09-11-2016, 03:44 PM
(This post was last modified: 09-11-2016, 04:11 PM by Ziggy and Angelbaby.)
(09-10-2016, 01:29 PM)Gray Wrote: I think, my Xbox has a, mic or something built into the controller? Because EVERY TIME I get pissed and start screaming and yelling "fuck" and "shit" and everything else, the Xbox will just, shut off. I usually scream at it a bit more, for shutting off, then take a break. I'm not playing online with mics and other people and shit. I don't even have a mic. But I think there's a secret one in the controller, that shuts off the Xbox if it hears too many fucks. Still a piece of shit that pisses me off.There isn't a secret fuck-counting mic inside of your controller. That's not a thing. It's likelier that your Xbox is overheating, there's something wrong with your power supply, or - assuming you have Kinect - the device is mistaking what you're saying for the power-off voice function. The former two are all the more likely if these outages are happening at the tail end of a looooong gaming session.
Babe suggested that it's being turned off by a ghost.

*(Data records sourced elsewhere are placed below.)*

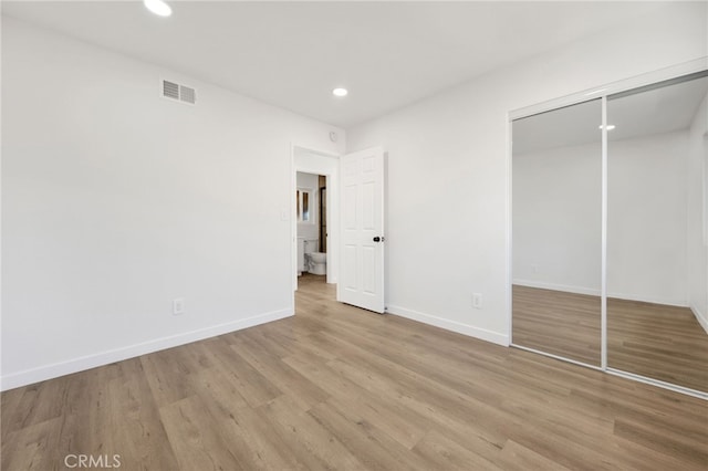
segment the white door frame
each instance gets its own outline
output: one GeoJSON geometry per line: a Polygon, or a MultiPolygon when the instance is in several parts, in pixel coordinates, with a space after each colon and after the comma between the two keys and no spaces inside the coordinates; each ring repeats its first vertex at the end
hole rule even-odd
{"type": "Polygon", "coordinates": [[[298,208],[295,207],[295,199],[292,197],[295,195],[298,188],[298,172],[323,175],[326,177],[327,185],[327,201],[326,201],[326,218],[327,218],[327,283],[336,283],[337,281],[337,266],[339,266],[339,166],[340,155],[315,149],[299,144],[291,145],[291,182],[290,182],[290,233],[291,233],[291,275],[292,275],[292,290],[298,290],[298,208]],[[310,161],[299,161],[296,158],[298,150],[313,156],[315,158],[310,161]],[[332,165],[325,165],[323,161],[317,163],[316,157],[332,159],[332,165]]]}

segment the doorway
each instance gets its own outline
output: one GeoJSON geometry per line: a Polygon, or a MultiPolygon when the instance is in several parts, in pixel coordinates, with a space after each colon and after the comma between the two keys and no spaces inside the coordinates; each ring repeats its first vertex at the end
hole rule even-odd
{"type": "MultiPolygon", "coordinates": [[[[336,284],[339,270],[339,156],[293,146],[292,161],[293,291],[299,289],[301,282],[336,284]],[[324,268],[322,264],[319,264],[316,269],[304,266],[304,252],[323,253],[324,268]]],[[[331,289],[327,292],[334,293],[334,290],[331,289]]]]}

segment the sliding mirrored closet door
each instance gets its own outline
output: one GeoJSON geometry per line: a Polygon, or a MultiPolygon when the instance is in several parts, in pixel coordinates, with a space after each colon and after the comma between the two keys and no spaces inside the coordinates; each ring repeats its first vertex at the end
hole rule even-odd
{"type": "Polygon", "coordinates": [[[607,97],[607,366],[699,391],[707,93],[694,74],[607,97]]]}
{"type": "Polygon", "coordinates": [[[512,123],[512,342],[601,366],[602,102],[512,123]]]}

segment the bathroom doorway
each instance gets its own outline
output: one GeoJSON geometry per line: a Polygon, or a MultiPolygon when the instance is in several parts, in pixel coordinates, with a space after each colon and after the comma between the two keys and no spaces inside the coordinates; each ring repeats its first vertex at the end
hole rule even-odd
{"type": "Polygon", "coordinates": [[[292,155],[293,290],[336,284],[339,156],[299,146],[292,155]]]}

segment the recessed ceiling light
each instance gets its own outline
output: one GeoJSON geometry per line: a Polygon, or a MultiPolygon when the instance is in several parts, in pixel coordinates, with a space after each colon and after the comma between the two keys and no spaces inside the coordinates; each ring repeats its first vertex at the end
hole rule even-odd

Ghosts speak very softly, so you have to listen very closely. Is he saying things like, "What did I say about using that sort of language, mister?" Maybe he is a former Microsoft employee, and he doesn't like how he was forced out of the company. By Bill Gates. When he was tragically 360 no-scoped in a game of Halo when he got distracted by Cortana's blue tiddies. No one could really blame the guy. It's unfortunate, but it's just a fact of life. The same thing happened to that big dude in the suit - oh, the ghost... You need to make, like, a chalk circle. All around you damn house. And mumble some shit what Tibetan monks mumble on mountaintops. This might help. It might not help very much at all.
You know what? Maybe just call customer support. They know how to handle ghosts and shit; they handle these sorts of problems all the time. Though it's possible the ghost is still tied to your house because it never finished scratching off a very lucrative scratch-off ticket. If you could just find the damn thing under a couch or some such and scratch it off for him, there's a possibility that his ectoplasmic BUTT will just move on. Stop botherin' you and your Xbox. Though, if it isn't a winner, he might expect you to buy whole stacks of the things and take up chain smoking. And possibly befriend a local liver-spotted bookie named Edualdo. I'm just gonna keep talking for as long as you keep typing. This. And this. And this and this and this. Lolipop. You f'kin mispelled lollipop, Ziggy. You misspelled misspelled, too! All right, that's it. There's no more. Stop! I'm gonna smack you. I'm gonna smack you so damn hard. This is it. This is really happening. I hope you like your face bein' there over on the couch behind you, 'cause that's how hard I'm hafta smack you.
And then Ziggy was never heard from again.